Des téléskis du Lachat 1 et 2 au télésiège du Lachat et au téléski du Stade

La station de Crest-Voland confiera ainsi au constructeur Montaz Mautino, en plus de l'installation d'un appareil neuf baptisé Lachat 1 sur la droite du premier téléski, la rénovation de ce dernier. L’appareil d’origine, renommé Lachat 2, voit en effet ses deux premiers et ses derniers pylônes être dotés de fûts tubulaires, maintenant néanmoins la largeur de voie initiale. Les autres pylônes ne sont quant à eux pas touchés, et la gare amont reste inchangée. A travers ses diverses modifications, le téléski du Lachat 2 est de fait un appareil hybride, mélangeant à la fois des éléments des années 50, 60 et 70 de deux fabricants de remontées mécaniques différents : autant dire quasiment unique en son genre !

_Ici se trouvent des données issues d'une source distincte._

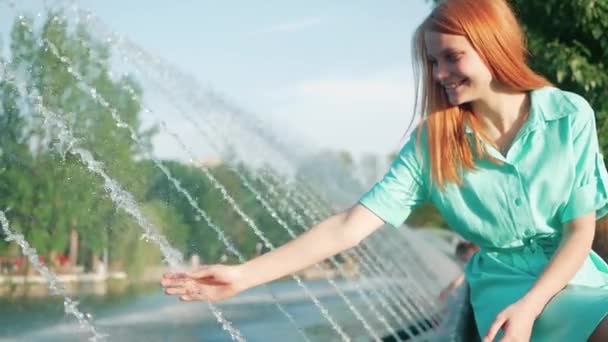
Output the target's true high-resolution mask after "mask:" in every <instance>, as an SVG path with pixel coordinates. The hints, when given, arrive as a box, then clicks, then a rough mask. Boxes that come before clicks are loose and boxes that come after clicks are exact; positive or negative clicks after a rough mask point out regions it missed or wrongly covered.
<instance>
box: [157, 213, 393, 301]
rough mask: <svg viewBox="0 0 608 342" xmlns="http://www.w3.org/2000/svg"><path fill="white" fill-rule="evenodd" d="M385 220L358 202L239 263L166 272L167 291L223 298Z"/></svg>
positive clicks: (230, 295)
mask: <svg viewBox="0 0 608 342" xmlns="http://www.w3.org/2000/svg"><path fill="white" fill-rule="evenodd" d="M383 224H384V222H383V221H382V220H381V219H380V218H378V217H377V216H376V215H375V214H373V213H372V212H371V211H370V210H369V209H367V208H366V207H364V206H362V205H360V204H357V205H355V206H354V207H352V208H351V209H349V210H347V211H344V212H342V213H339V214H336V215H333V216H331V217H329V218H327V219H326V220H324V221H322V222H321V223H319V224H317V225H315V226H313V227H312V228H311V229H310V230H308V231H307V232H305V233H304V234H302V235H300V236H299V237H298V238H296V239H294V240H292V241H290V242H288V243H286V244H285V245H283V246H281V247H279V248H277V249H275V250H273V251H271V252H268V253H266V254H264V255H261V256H259V257H256V258H254V259H251V260H250V261H247V262H245V263H243V264H239V265H211V266H203V267H201V268H200V269H197V270H194V271H192V272H189V273H167V274H165V276H164V277H163V279H162V281H161V284H162V285H163V287H165V292H166V293H167V294H171V295H179V296H181V299H182V300H222V299H225V298H228V297H231V296H233V295H235V294H237V293H239V292H241V291H243V290H246V289H248V288H251V287H254V286H257V285H260V284H264V283H267V282H270V281H272V280H275V279H278V278H281V277H283V276H286V275H288V274H292V273H294V272H297V271H299V270H301V269H304V268H306V267H308V266H311V265H313V264H315V263H318V262H319V261H322V260H324V259H326V258H328V257H330V256H333V255H335V254H337V253H339V252H341V251H343V250H346V249H348V248H351V247H354V246H356V245H357V244H359V242H360V241H361V240H363V239H364V238H365V237H367V236H368V235H370V234H371V233H372V232H374V231H375V230H376V229H378V228H379V227H381V226H382V225H383Z"/></svg>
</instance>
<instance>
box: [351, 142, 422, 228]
mask: <svg viewBox="0 0 608 342" xmlns="http://www.w3.org/2000/svg"><path fill="white" fill-rule="evenodd" d="M416 141H417V139H416V134H415V133H414V134H412V135H411V136H410V138H409V140H408V141H407V142H406V143H405V145H404V146H403V148H402V149H401V151H400V152H399V154H398V155H397V157H396V158H395V160H394V161H393V163H392V165H391V167H390V169H389V170H388V172H387V173H386V175H384V177H383V178H382V179H381V180H380V181H379V182H377V183H376V184H375V185H374V186H373V187H372V188H371V189H370V190H369V191H368V192H366V193H365V194H364V195H363V196H362V197H361V199H360V200H359V203H360V204H362V205H363V206H365V207H366V208H367V209H369V210H371V211H372V212H373V213H374V214H375V215H376V216H378V217H379V218H380V219H382V220H383V221H384V222H386V223H389V224H390V225H392V226H393V227H395V228H398V227H400V226H401V225H402V224H403V222H405V220H406V219H407V217H408V216H409V215H410V213H411V212H412V210H413V209H414V208H415V207H417V206H419V205H420V204H422V203H424V202H425V201H426V200H427V197H428V195H427V187H426V186H425V181H424V177H423V173H422V163H421V161H420V158H419V156H418V155H417V153H416V152H417V148H416ZM421 141H422V139H421Z"/></svg>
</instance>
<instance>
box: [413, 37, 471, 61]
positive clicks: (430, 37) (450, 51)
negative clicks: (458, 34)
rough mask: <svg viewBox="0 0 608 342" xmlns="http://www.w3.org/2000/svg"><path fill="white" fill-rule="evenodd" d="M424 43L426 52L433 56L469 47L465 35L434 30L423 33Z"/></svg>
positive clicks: (451, 51)
mask: <svg viewBox="0 0 608 342" xmlns="http://www.w3.org/2000/svg"><path fill="white" fill-rule="evenodd" d="M424 44H425V46H426V50H427V53H428V54H429V55H430V56H434V57H436V56H441V55H444V54H446V53H450V52H454V51H462V50H466V49H469V48H471V45H470V44H469V41H468V40H467V38H466V37H465V36H461V35H456V34H448V33H441V32H435V31H428V32H425V33H424Z"/></svg>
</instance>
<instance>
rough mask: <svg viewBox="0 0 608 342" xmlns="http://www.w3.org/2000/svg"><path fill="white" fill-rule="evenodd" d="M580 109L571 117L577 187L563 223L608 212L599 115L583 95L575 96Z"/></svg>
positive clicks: (606, 176)
mask: <svg viewBox="0 0 608 342" xmlns="http://www.w3.org/2000/svg"><path fill="white" fill-rule="evenodd" d="M575 100H576V101H575V103H576V105H577V107H578V108H579V111H578V112H576V113H574V114H573V115H574V116H573V117H572V119H571V130H572V146H573V151H574V171H575V174H574V186H573V189H572V191H571V194H570V197H569V198H568V201H567V203H566V206H565V207H564V209H563V212H562V222H567V221H570V220H573V219H575V218H577V217H580V216H583V215H585V214H588V213H590V212H593V211H596V212H597V216H598V217H601V216H603V215H605V214H606V212H607V209H608V208H606V206H607V204H608V191H607V188H606V185H607V184H608V182H607V181H608V174H607V173H606V165H605V164H604V158H603V156H602V154H601V152H600V150H599V144H598V138H597V131H596V125H595V115H594V112H593V109H592V108H591V106H590V105H589V104H588V103H587V101H585V100H584V99H583V98H581V97H578V96H577V97H576V98H575Z"/></svg>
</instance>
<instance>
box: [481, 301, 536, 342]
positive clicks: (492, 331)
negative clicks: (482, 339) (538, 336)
mask: <svg viewBox="0 0 608 342" xmlns="http://www.w3.org/2000/svg"><path fill="white" fill-rule="evenodd" d="M539 314H540V312H539V310H538V309H537V306H536V305H533V304H532V303H529V302H527V301H525V300H523V299H522V300H519V301H517V302H515V303H513V304H511V305H509V306H508V307H507V308H506V309H504V310H503V311H502V312H501V313H499V314H498V315H497V316H496V319H495V320H494V323H492V325H491V326H490V329H489V330H488V333H487V334H486V336H485V337H484V338H483V342H492V341H494V338H495V337H496V334H497V333H498V331H499V330H501V329H502V331H503V332H504V335H503V337H502V339H501V340H500V342H528V341H530V335H531V334H532V327H533V326H534V321H535V320H536V317H538V315H539Z"/></svg>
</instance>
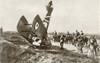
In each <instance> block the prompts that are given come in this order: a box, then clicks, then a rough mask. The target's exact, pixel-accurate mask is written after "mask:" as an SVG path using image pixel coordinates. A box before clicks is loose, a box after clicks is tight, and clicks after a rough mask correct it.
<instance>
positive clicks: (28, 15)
mask: <svg viewBox="0 0 100 63" xmlns="http://www.w3.org/2000/svg"><path fill="white" fill-rule="evenodd" d="M49 1H50V0H0V27H1V26H2V27H3V29H4V31H17V29H16V27H17V23H18V21H19V19H20V17H21V16H23V15H24V16H25V17H26V19H27V21H28V22H29V23H30V24H31V23H32V22H33V20H34V17H35V16H36V15H37V14H39V15H40V17H41V19H42V20H43V19H44V18H45V15H46V13H47V11H46V5H47V4H48V2H49ZM52 1H53V8H54V10H53V12H52V15H51V19H50V25H49V28H48V32H53V31H57V32H67V31H69V32H75V31H76V30H79V31H81V30H83V31H84V33H99V32H100V11H99V10H100V4H99V2H100V1H99V0H52Z"/></svg>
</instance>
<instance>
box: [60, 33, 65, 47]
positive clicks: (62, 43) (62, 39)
mask: <svg viewBox="0 0 100 63" xmlns="http://www.w3.org/2000/svg"><path fill="white" fill-rule="evenodd" d="M63 44H64V35H62V36H61V37H60V46H61V49H63Z"/></svg>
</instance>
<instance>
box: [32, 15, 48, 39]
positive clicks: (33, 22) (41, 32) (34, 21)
mask: <svg viewBox="0 0 100 63" xmlns="http://www.w3.org/2000/svg"><path fill="white" fill-rule="evenodd" d="M32 31H33V32H35V34H36V35H37V36H38V37H39V38H40V39H43V37H44V36H45V34H46V32H47V31H46V28H45V27H44V25H43V23H42V20H41V18H40V16H39V15H37V16H36V17H35V19H34V21H33V23H32Z"/></svg>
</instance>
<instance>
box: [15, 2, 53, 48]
mask: <svg viewBox="0 0 100 63" xmlns="http://www.w3.org/2000/svg"><path fill="white" fill-rule="evenodd" d="M46 9H47V14H46V17H45V18H44V20H43V21H42V20H41V18H40V16H39V15H37V16H36V17H35V18H34V20H33V23H32V24H29V23H28V21H27V20H26V18H25V17H24V16H22V17H21V18H20V20H19V22H18V25H17V30H18V32H19V33H20V34H21V35H22V36H23V37H24V38H25V39H26V40H27V41H28V42H29V43H30V44H32V43H33V42H34V40H33V37H38V38H39V39H40V40H41V43H40V46H51V42H50V40H49V39H48V35H47V30H48V26H49V22H50V16H51V13H52V11H53V7H52V1H50V2H49V4H48V5H47V6H46Z"/></svg>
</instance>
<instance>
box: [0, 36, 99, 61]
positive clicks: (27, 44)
mask: <svg viewBox="0 0 100 63" xmlns="http://www.w3.org/2000/svg"><path fill="white" fill-rule="evenodd" d="M52 44H53V46H52V48H51V49H40V48H34V47H32V46H30V45H29V44H28V43H27V42H25V40H23V39H22V40H21V41H12V42H10V41H7V40H5V39H4V38H0V63H99V62H98V59H95V58H91V57H88V56H87V55H84V54H79V53H77V52H75V51H76V50H77V49H76V48H75V47H74V46H71V45H64V48H65V49H64V50H61V49H60V45H59V43H54V42H52Z"/></svg>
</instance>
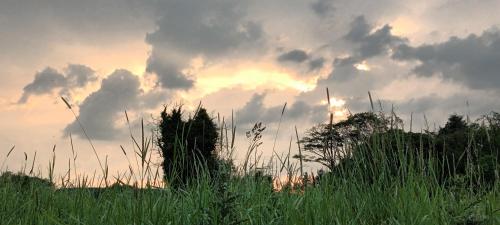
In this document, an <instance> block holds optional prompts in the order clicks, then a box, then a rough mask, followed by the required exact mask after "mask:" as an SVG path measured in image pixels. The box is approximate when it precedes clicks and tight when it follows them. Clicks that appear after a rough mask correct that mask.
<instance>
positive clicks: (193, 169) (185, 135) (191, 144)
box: [158, 107, 217, 186]
mask: <svg viewBox="0 0 500 225" xmlns="http://www.w3.org/2000/svg"><path fill="white" fill-rule="evenodd" d="M159 133H160V136H159V138H158V145H159V147H160V149H161V153H162V156H163V163H162V167H163V171H164V176H165V179H166V180H167V181H168V182H169V184H170V185H172V186H182V185H186V184H188V183H189V182H190V181H191V180H192V179H196V178H197V177H199V176H200V175H202V174H203V173H205V172H209V173H207V174H210V175H214V173H215V171H216V170H217V156H216V154H215V147H216V143H217V127H216V125H215V124H214V122H213V119H212V118H210V116H209V115H208V113H207V111H206V109H204V108H203V107H200V108H199V109H198V110H197V112H196V113H195V115H194V116H193V118H189V119H188V120H187V121H185V120H184V119H183V118H182V107H177V108H174V109H172V110H171V112H170V113H168V112H167V109H166V108H165V109H164V110H163V111H162V113H161V121H160V123H159Z"/></svg>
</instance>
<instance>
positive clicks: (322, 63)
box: [309, 57, 325, 71]
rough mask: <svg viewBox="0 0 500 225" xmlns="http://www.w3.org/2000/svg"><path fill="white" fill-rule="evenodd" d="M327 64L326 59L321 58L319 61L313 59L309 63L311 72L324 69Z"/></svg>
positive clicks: (317, 58)
mask: <svg viewBox="0 0 500 225" xmlns="http://www.w3.org/2000/svg"><path fill="white" fill-rule="evenodd" d="M324 64H325V58H323V57H319V58H317V59H312V60H310V61H309V71H314V70H318V69H321V68H323V66H324Z"/></svg>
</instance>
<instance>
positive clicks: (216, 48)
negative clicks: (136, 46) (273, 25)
mask: <svg viewBox="0 0 500 225" xmlns="http://www.w3.org/2000/svg"><path fill="white" fill-rule="evenodd" d="M158 7H159V8H160V9H161V10H162V11H163V15H162V17H161V19H159V20H158V21H157V23H156V25H157V29H156V30H155V31H154V32H152V33H148V34H147V36H146V42H147V43H148V44H150V45H151V46H152V53H151V55H150V57H149V59H148V63H147V71H148V72H150V73H154V74H156V76H157V77H158V81H159V83H160V84H161V86H162V87H164V88H166V89H190V88H191V87H192V86H193V84H194V82H195V80H194V78H193V77H192V76H190V74H187V73H185V72H184V71H183V70H184V69H186V68H187V67H189V63H190V60H192V59H193V58H195V57H198V56H201V57H203V59H204V60H205V61H208V62H213V61H215V60H217V59H218V58H220V57H227V56H228V55H231V54H241V52H243V51H241V49H246V48H252V47H255V45H257V43H259V42H260V40H261V39H262V37H263V30H262V28H261V25H260V24H259V23H257V22H255V21H252V20H249V19H247V18H246V5H245V3H244V2H243V1H229V0H220V1H219V0H173V1H166V2H161V3H160V4H159V6H158Z"/></svg>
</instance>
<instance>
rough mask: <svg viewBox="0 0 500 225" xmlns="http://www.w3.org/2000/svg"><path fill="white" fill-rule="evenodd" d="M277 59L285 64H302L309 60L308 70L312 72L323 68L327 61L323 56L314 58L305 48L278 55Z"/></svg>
mask: <svg viewBox="0 0 500 225" xmlns="http://www.w3.org/2000/svg"><path fill="white" fill-rule="evenodd" d="M277 61H278V62H280V63H283V64H285V65H289V63H292V64H302V63H306V62H307V64H306V66H307V72H311V71H315V70H318V69H321V68H323V66H324V63H325V58H323V57H318V58H313V56H311V54H309V53H307V52H306V51H304V50H301V49H293V50H290V51H287V52H285V53H282V54H280V55H279V56H278V57H277Z"/></svg>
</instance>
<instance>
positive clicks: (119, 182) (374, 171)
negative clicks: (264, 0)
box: [0, 94, 500, 225]
mask: <svg viewBox="0 0 500 225" xmlns="http://www.w3.org/2000/svg"><path fill="white" fill-rule="evenodd" d="M328 95H329V94H328ZM370 98H371V96H370ZM68 105H69V104H68ZM372 105H373V102H372ZM283 114H284V109H283V112H282V115H281V117H283ZM126 117H127V123H128V124H129V125H130V122H129V119H128V114H126ZM219 121H221V122H219V127H220V129H221V130H220V141H221V142H220V146H218V147H219V148H220V149H219V154H220V155H221V156H220V157H221V158H225V159H226V160H231V159H232V154H233V151H234V149H235V146H234V136H235V134H236V127H235V125H234V124H233V119H231V127H228V126H227V124H226V122H225V120H224V119H222V120H219ZM82 127H83V126H82ZM141 128H142V129H141V137H140V139H136V138H135V137H134V136H133V135H132V132H130V136H131V140H132V141H131V142H132V144H133V145H132V146H133V151H132V153H133V157H134V158H135V160H136V161H135V162H136V163H135V165H133V164H134V163H132V160H131V159H130V158H131V155H130V151H126V150H127V149H126V148H125V147H123V146H122V147H121V151H122V152H123V155H124V158H125V159H126V160H127V162H128V163H129V170H128V171H123V172H122V173H121V174H119V175H117V176H115V177H113V178H110V177H109V175H107V174H108V172H107V170H108V169H107V163H106V161H107V160H105V161H104V163H103V164H102V171H103V174H102V178H96V175H95V174H94V175H93V176H92V177H89V176H87V175H82V174H77V171H76V166H73V174H74V179H72V180H73V181H69V180H70V177H69V176H70V174H71V169H70V168H71V166H70V165H71V163H70V164H69V169H68V173H66V175H64V176H63V177H64V179H61V180H66V182H62V186H61V187H58V188H54V187H52V186H47V185H41V184H40V183H37V182H27V179H28V178H26V177H24V178H22V179H24V180H26V182H19V180H16V179H18V178H16V176H12V175H9V176H7V175H8V174H6V173H4V175H2V176H1V178H0V224H2V225H4V224H5V225H10V224H92V225H98V224H287V225H288V224H500V211H499V209H500V185H499V184H498V183H495V184H494V185H493V187H491V188H490V189H484V190H483V189H481V190H471V189H470V186H467V185H462V184H459V185H456V186H454V187H452V188H450V187H447V186H444V185H441V184H440V183H439V181H438V179H437V177H438V176H439V174H437V173H438V172H437V171H440V170H434V168H437V167H439V166H441V165H437V164H436V162H433V161H432V160H429V159H428V158H426V157H424V154H420V153H418V152H417V154H406V153H407V149H406V147H405V146H407V145H406V144H407V143H408V141H409V139H408V138H407V137H406V136H405V135H403V134H402V133H397V132H396V133H392V134H390V135H394V136H389V134H381V135H378V136H375V137H374V138H372V139H370V141H369V143H368V144H366V145H363V146H362V148H363V150H365V152H368V153H369V154H362V155H360V157H357V158H355V159H353V160H352V161H350V163H349V164H345V165H344V164H342V165H341V166H339V167H338V170H339V171H340V172H339V173H337V175H334V176H333V175H332V176H324V177H322V178H321V179H317V178H316V179H315V181H314V182H313V181H310V179H312V178H311V176H306V175H305V173H304V171H303V165H302V164H303V162H302V161H298V162H297V161H291V157H290V154H291V153H290V152H291V150H292V142H293V139H290V145H289V148H288V154H287V155H285V156H283V155H278V154H277V153H275V154H274V155H273V158H272V159H271V160H269V162H267V163H264V162H261V161H262V160H261V159H260V157H259V156H258V154H259V153H258V149H257V148H258V147H259V146H260V144H261V143H262V142H261V141H260V137H261V133H262V132H261V131H262V130H263V127H262V125H256V126H255V127H254V132H253V133H252V132H251V133H250V134H251V135H249V139H250V140H251V142H250V144H249V147H248V148H247V149H248V151H247V154H246V160H245V161H244V162H243V163H242V164H241V165H239V166H236V171H237V172H234V171H232V170H231V169H229V170H230V171H229V172H228V174H227V176H224V178H217V179H216V180H215V182H214V179H215V178H214V177H210V176H208V173H207V175H206V176H201V177H200V178H199V179H198V180H197V181H196V182H195V183H194V184H192V185H189V186H186V187H184V188H183V189H174V188H170V187H169V186H168V185H166V183H164V182H161V181H159V180H161V176H160V175H159V172H158V167H156V168H155V165H154V163H152V160H151V158H152V154H154V153H153V151H154V150H153V147H152V145H151V143H152V140H153V137H152V136H151V137H148V136H147V135H146V132H145V130H144V123H143V122H142V123H141ZM228 130H229V134H230V135H229V136H228ZM295 132H296V139H297V140H299V136H298V131H297V130H296V131H295ZM276 136H277V134H276ZM390 140H391V141H395V142H396V144H395V145H392V144H389V143H388V142H389V141H390ZM422 141H424V140H421V143H418V144H416V146H423V143H422ZM297 142H298V141H297ZM182 143H183V140H179V141H178V144H179V145H178V148H180V150H183V149H182V148H183V146H184V145H183V144H182ZM298 143H299V145H298V146H297V150H299V154H301V153H302V152H301V148H300V142H298ZM471 143H473V142H471ZM413 144H415V143H413ZM273 145H274V144H273ZM390 146H395V147H391V148H394V149H391V150H392V151H387V148H389V147H390ZM422 148H423V147H419V148H416V151H423V149H422ZM13 149H14V147H13V148H12V149H11V150H10V151H9V153H8V154H7V157H6V159H7V158H8V156H9V155H10V154H11V153H12V151H13ZM73 152H74V150H73ZM388 152H393V153H392V154H388ZM95 153H96V156H97V157H98V155H97V152H95ZM53 154H54V155H53V157H54V158H53V159H52V160H51V161H50V163H49V178H50V180H55V178H54V174H53V171H54V167H55V166H56V165H55V147H54V151H53ZM252 155H253V156H252ZM98 159H99V158H98ZM387 159H390V160H387ZM70 160H71V161H73V164H74V165H76V163H75V161H76V160H77V157H76V155H75V154H73V158H72V159H70ZM99 160H100V159H99ZM33 161H34V160H33ZM71 161H70V162H71ZM392 163H395V164H398V165H401V166H399V167H397V169H396V170H394V167H393V165H392ZM259 164H261V165H268V166H267V167H266V168H267V169H266V170H263V172H262V170H260V169H261V167H259V166H258V165H259ZM369 165H376V166H373V167H372V166H369ZM2 168H3V165H2ZM201 170H203V167H201ZM231 171H232V172H231ZM238 171H239V172H238ZM283 171H285V174H286V175H285V179H282V178H283V177H282V176H281V174H282V172H283ZM470 173H471V174H472V175H474V173H477V171H475V170H471V171H470ZM269 175H270V176H272V179H273V180H271V181H270V180H269V179H267V178H268V177H269ZM221 177H222V176H221ZM297 177H299V178H300V179H298V180H297V179H296V178H297ZM19 179H20V178H19ZM22 179H21V180H22ZM477 182H481V181H480V180H478V181H477ZM95 183H97V184H99V185H97V186H98V187H95V188H88V187H89V186H92V185H94V186H95ZM102 183H104V186H102V185H101V184H102ZM112 183H114V185H111V184H112ZM214 183H215V184H214ZM276 183H280V185H279V186H280V189H279V190H277V189H276ZM306 184H308V185H306ZM128 185H131V186H128ZM294 185H295V186H296V187H294Z"/></svg>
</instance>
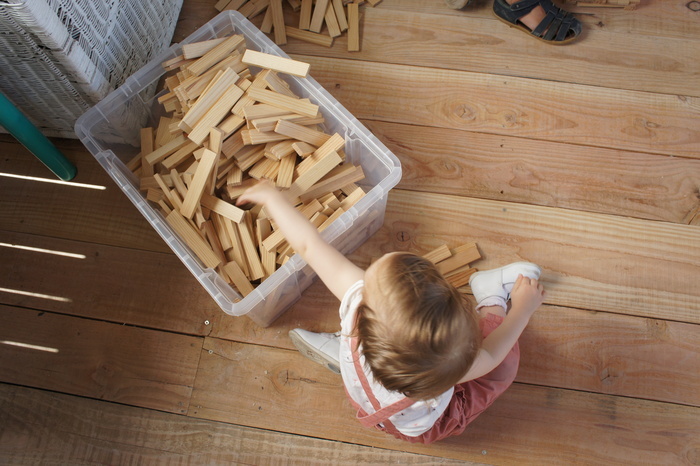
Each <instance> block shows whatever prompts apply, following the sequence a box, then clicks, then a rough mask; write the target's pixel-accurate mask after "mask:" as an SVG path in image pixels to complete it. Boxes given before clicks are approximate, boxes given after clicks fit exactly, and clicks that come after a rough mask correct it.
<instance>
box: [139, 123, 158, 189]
mask: <svg viewBox="0 0 700 466" xmlns="http://www.w3.org/2000/svg"><path fill="white" fill-rule="evenodd" d="M140 134H141V176H142V177H143V176H153V165H151V164H149V163H148V162H146V160H145V156H146V155H147V154H150V153H151V152H153V149H154V147H153V144H154V142H155V141H154V140H153V138H154V137H155V134H154V133H153V128H151V127H148V128H141V133H140Z"/></svg>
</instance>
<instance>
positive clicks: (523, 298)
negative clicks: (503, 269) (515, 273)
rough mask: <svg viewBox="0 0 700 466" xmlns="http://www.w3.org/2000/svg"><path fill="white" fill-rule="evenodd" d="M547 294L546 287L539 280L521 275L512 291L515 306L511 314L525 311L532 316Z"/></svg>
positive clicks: (530, 315)
mask: <svg viewBox="0 0 700 466" xmlns="http://www.w3.org/2000/svg"><path fill="white" fill-rule="evenodd" d="M546 295H547V293H546V292H545V291H544V287H543V286H542V284H540V283H539V282H538V281H537V280H535V279H533V278H527V277H523V276H522V275H519V276H518V279H517V280H515V284H514V285H513V289H512V290H511V292H510V299H511V302H512V303H513V306H512V308H511V310H510V311H509V314H510V313H513V312H516V313H520V312H523V313H525V314H526V315H527V317H530V316H531V315H532V314H533V313H534V312H535V311H536V310H537V308H538V307H540V305H541V304H542V303H543V302H544V298H545V296H546Z"/></svg>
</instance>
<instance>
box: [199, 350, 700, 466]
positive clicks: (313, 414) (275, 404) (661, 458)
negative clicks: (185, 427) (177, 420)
mask: <svg viewBox="0 0 700 466" xmlns="http://www.w3.org/2000/svg"><path fill="white" fill-rule="evenodd" d="M242 368H245V369H242ZM231 393H236V395H237V396H235V397H232V396H231ZM189 414H190V415H191V416H193V417H203V418H208V419H215V420H219V421H223V422H228V423H235V424H243V425H247V426H252V427H255V426H270V425H274V426H275V428H276V429H277V430H281V431H286V432H290V433H295V434H298V435H307V436H321V437H324V438H328V439H342V440H343V441H346V442H351V443H360V444H364V445H372V446H375V447H379V448H387V449H397V450H402V451H407V452H413V453H426V454H428V453H430V452H435V451H436V448H437V449H439V451H440V456H442V457H445V458H454V459H463V460H468V461H487V462H489V463H492V464H493V463H495V464H505V463H515V462H518V461H522V457H523V452H527V461H528V462H531V463H533V464H535V463H537V464H543V463H549V462H551V461H552V458H556V460H557V461H558V462H562V461H563V462H572V461H581V460H583V461H584V462H590V463H595V462H596V461H597V462H612V463H614V462H632V463H634V462H639V461H647V462H651V463H666V464H668V463H669V462H670V463H683V462H691V461H693V458H694V455H695V454H696V452H697V448H698V446H699V445H698V440H697V438H696V435H695V433H696V432H697V430H698V429H699V428H700V416H699V415H700V409H698V408H689V407H680V406H674V405H669V404H666V403H655V402H650V401H643V400H634V399H627V398H621V397H612V396H607V395H594V394H588V393H580V392H573V391H567V390H552V389H547V388H540V387H534V386H526V385H519V384H516V385H514V386H513V387H511V388H510V389H509V390H508V391H507V392H506V393H505V394H504V395H503V396H502V397H501V398H499V400H498V401H496V403H495V404H494V405H493V406H492V407H491V408H490V409H489V410H487V411H486V412H485V413H484V414H482V415H481V416H480V417H479V418H478V419H477V420H476V421H475V422H474V423H473V424H472V425H470V426H469V427H468V428H467V430H466V431H465V433H464V434H462V435H460V436H458V437H451V438H449V439H447V440H445V441H443V442H440V444H439V445H433V446H425V445H418V444H408V443H406V442H403V441H399V440H396V439H394V438H393V437H390V436H388V435H387V434H384V433H381V432H379V431H375V430H370V429H366V428H364V427H362V426H361V425H360V423H359V422H358V421H357V420H356V419H354V410H353V409H352V408H351V407H350V404H349V402H348V401H347V399H346V395H345V393H344V391H343V388H342V382H341V381H340V377H339V376H337V375H336V374H333V373H332V372H330V371H328V370H327V369H324V368H323V367H321V366H320V365H316V364H313V363H310V362H309V361H308V360H307V359H305V358H304V357H303V356H301V355H299V354H293V353H290V352H289V351H286V350H279V349H273V348H267V347H259V346H254V345H245V344H240V343H235V342H227V341H222V340H217V339H212V338H207V339H206V341H205V344H204V350H203V352H202V360H201V362H200V370H199V372H198V375H197V381H196V384H195V389H194V392H193V397H192V403H191V408H190V413H189ZM581 438H585V439H586V441H585V442H582V441H581ZM505 439H508V440H507V441H506V440H505ZM554 439H556V440H555V441H554ZM484 451H485V452H486V453H483V452H484Z"/></svg>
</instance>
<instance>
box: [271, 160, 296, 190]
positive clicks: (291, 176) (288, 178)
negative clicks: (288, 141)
mask: <svg viewBox="0 0 700 466" xmlns="http://www.w3.org/2000/svg"><path fill="white" fill-rule="evenodd" d="M296 157H297V156H296V154H292V155H288V156H286V157H283V158H281V159H280V167H279V173H278V174H277V179H276V181H275V184H276V185H277V186H278V187H279V188H291V186H292V181H293V180H294V166H295V165H296Z"/></svg>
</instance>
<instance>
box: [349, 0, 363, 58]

En parallèle de ce coup de jeune pour l’axe du Lachat, on peut noter que l’espace débutant est à nouveau amélioré avec la construction du téléski du Petit Champion entre les Combettes et les Tovats.
Le doublement et la modernisation du téléski du Lachat a donc véritablement renforcé le rôle central de cet axe, qui, outre le fait de relier les Moliettes et les Reys, dessert les pistes de ski présentant le plus de dénivelée de Crest-Voland, allant de la verte à la rouge : il s'agit donc là sans conteste des appareils incontournables du petit domaine skiable savoyard.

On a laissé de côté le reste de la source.